FIERY GRILLED PEACH & HABANERO SALSA



Fiery Grilled Peach & Habanero Salsa image

Make and share this Fiery Grilled Peach & Habanero Salsa recipe from Food.com.

Provided by cookin_nurse

Categories     Sauces

Time 20m

Yield 15 serving(s)

Number Of Ingredients 8

4 large peaches, halved pitted
1/2 red onion, sliced
2 tablespoons chopped fresh cilantro
1 tablespoon fresh lime juice
1 teaspoon sugar
1 teaspoon grated orange rind
1 teaspoon finely chopped seeded habanero pepper
1/2 teaspoon salt

Steps:

  • Prepare grill to medium-high heat.
  • Lightly coat peaches and onion with cooking spray
  • Place peaches and onions on grill rack coated with cooking spray; grill peaches 2 minutes on each side. Cool and chop peaches.
  • Grill onion 3 minutes on each side. Cook and chop onion.
  • Combine peaches, onion, cilantro and remaining ingredients in a medium bowl. Toss well. Let stand 15 minutes.

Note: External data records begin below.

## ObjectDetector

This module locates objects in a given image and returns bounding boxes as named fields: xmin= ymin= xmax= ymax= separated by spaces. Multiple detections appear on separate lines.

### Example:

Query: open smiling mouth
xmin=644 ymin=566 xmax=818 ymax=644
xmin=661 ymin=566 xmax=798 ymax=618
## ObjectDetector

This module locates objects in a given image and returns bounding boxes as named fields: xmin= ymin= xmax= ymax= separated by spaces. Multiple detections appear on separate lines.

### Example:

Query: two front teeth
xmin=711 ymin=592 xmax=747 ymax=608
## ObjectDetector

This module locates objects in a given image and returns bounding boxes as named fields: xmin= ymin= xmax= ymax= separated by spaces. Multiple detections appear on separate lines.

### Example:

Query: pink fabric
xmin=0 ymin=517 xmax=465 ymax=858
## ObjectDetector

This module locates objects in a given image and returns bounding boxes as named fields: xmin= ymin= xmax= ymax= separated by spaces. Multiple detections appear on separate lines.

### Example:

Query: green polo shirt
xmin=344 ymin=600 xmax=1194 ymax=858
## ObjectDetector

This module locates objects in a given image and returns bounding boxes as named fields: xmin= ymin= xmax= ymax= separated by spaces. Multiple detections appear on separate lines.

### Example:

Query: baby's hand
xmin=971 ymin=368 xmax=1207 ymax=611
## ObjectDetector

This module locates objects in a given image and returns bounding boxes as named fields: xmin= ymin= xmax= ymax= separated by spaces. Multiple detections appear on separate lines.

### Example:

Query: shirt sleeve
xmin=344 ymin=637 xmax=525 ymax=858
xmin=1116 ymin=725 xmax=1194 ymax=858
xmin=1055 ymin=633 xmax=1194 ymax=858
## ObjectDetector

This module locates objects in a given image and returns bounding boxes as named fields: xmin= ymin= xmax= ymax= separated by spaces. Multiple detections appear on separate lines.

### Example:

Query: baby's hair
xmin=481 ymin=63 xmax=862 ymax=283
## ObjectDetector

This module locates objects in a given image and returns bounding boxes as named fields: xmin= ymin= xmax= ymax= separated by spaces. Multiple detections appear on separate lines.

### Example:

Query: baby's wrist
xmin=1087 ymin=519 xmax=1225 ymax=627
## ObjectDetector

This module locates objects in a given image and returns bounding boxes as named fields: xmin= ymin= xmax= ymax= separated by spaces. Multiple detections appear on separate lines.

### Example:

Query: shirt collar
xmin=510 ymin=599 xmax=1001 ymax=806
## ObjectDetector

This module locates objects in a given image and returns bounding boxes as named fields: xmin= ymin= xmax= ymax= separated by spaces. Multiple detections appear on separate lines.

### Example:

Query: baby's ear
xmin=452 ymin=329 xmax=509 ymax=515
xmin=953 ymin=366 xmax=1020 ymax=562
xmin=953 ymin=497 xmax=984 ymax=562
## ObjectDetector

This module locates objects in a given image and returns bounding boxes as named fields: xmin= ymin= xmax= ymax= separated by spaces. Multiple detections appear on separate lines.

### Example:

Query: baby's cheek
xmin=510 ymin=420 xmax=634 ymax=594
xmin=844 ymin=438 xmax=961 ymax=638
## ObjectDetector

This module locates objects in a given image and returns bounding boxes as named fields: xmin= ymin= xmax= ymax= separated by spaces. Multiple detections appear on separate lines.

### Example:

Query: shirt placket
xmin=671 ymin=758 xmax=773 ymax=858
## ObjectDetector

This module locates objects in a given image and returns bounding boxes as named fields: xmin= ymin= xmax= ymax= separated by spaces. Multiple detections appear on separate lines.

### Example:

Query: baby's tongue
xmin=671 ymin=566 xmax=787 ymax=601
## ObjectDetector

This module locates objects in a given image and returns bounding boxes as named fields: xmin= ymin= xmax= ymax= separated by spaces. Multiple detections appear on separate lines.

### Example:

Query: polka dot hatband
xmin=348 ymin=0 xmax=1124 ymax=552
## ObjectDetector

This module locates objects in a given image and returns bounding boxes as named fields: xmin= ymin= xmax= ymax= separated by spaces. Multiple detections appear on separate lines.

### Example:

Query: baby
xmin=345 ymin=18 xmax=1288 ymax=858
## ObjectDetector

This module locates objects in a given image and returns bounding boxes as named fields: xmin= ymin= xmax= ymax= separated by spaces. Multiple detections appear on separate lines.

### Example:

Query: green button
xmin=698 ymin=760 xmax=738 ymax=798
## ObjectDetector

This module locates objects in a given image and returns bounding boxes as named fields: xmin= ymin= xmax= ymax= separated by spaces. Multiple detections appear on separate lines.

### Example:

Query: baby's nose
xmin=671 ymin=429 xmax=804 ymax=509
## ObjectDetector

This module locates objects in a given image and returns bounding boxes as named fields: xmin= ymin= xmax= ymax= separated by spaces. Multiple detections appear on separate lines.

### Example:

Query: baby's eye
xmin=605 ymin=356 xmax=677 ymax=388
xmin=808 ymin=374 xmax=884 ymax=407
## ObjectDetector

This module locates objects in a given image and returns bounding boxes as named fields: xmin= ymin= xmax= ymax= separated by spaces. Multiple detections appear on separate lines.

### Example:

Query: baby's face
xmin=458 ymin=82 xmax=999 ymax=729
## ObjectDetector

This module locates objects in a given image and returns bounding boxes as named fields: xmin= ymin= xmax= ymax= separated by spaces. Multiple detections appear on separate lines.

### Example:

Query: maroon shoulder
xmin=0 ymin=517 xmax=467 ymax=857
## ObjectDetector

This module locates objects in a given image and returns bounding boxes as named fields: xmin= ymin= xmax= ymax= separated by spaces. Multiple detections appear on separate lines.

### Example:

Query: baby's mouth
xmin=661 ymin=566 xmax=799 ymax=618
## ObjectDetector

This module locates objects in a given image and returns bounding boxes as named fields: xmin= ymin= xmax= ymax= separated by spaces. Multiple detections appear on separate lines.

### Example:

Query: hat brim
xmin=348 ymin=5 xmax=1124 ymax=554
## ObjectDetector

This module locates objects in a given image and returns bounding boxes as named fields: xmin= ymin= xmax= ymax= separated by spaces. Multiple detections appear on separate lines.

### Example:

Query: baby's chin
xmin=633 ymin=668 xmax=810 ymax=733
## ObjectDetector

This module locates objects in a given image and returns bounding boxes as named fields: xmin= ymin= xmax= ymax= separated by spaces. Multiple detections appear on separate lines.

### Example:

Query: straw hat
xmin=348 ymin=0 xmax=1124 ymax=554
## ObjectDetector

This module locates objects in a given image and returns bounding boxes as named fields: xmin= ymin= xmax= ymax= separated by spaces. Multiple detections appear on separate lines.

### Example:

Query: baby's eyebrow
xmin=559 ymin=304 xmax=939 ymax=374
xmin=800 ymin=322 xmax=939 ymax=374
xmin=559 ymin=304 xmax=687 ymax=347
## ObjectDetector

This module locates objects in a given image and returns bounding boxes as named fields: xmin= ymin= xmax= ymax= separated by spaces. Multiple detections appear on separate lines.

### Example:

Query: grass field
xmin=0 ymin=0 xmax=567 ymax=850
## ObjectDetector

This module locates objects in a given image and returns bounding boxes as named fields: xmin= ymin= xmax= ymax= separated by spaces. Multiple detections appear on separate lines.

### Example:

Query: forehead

GRILLED SIRLOIN KABOBS WITH PEACH SALSA



Grilled Sirloin Kabobs with Peach Salsa image

Having a new way to cook with salsa is just one of the perks of this quick and easy dish. Peaches three ways—fresh, as preserves and in salsa—star in these beef kabobs with a blend of hot and sweet flavors. -Beth Royals, Richmond, Virginia

Provided by Taste of Home

Categories     Dinner

Time 25m

Yield 6 servings.

Number Of Ingredients 7

3 tablespoons peach preserves
1 tablespoon finely chopped seeded jalapeno pepper
1 beef top sirloin steak (1-1/2 pounds), cut into 1-inch cubes
1/2 teaspoon salt
1/4 teaspoon pepper
3 medium peaches, each cut into 6 slices
1-1/2 cups peach salsa

Steps:

  • In a small bowl, mix preserves and jalapeno. Season beef with salt and pepper. Alternately thread beef and peaches onto 6 metal or soaked wooden skewers., Place kabobs on greased grill rack. Grill kabobs, covered, over medium heat or broil 4 in. from heat 6-8 minutes or until beef reaches desired doneness, turning occasionally. Remove from grill; brush with preserves mixture. Serve with salsa.

Nutrition Facts : Calories 219 calories, Fat 5 g fat (2 g saturated fat), Cholesterol 46 mg cholesterol, Sodium 427 mg sodium, Carbohydrate 17 g carbohydrate (16 g sugars, Fiber 3 g fiber), Protein 25 g protein. Diabetic Exchanges

Tips:

  • Choose ripe peaches: For the best flavor, use ripe and juicy peaches. Peaches that are too firm will not grill well and will not have as much flavor.
  • Grill the peaches over medium heat: This will help to prevent the peaches from burning and will allow them to cook evenly.
  • Let the peaches cool slightly before chopping them: This will make them easier to handle and will help to prevent them from falling apart.
  • Use a variety of toppings: Feel free to experiment with different toppings for your salsa, such as chopped cilantro, red onion, jalapeño peppers, or crumbled cotija cheese.
  • Serve the salsa immediately: Grilled peach salsa is best served fresh, so make it just before you plan to serve it.

Conclusion:

Grilled peach salsa is a delicious and refreshing salsa that is perfect for summer gatherings. It is easy to make and can be tailored to your own taste preferences. Serve it with chips, tacos, or grilled meats for a delicious and flavorful meal.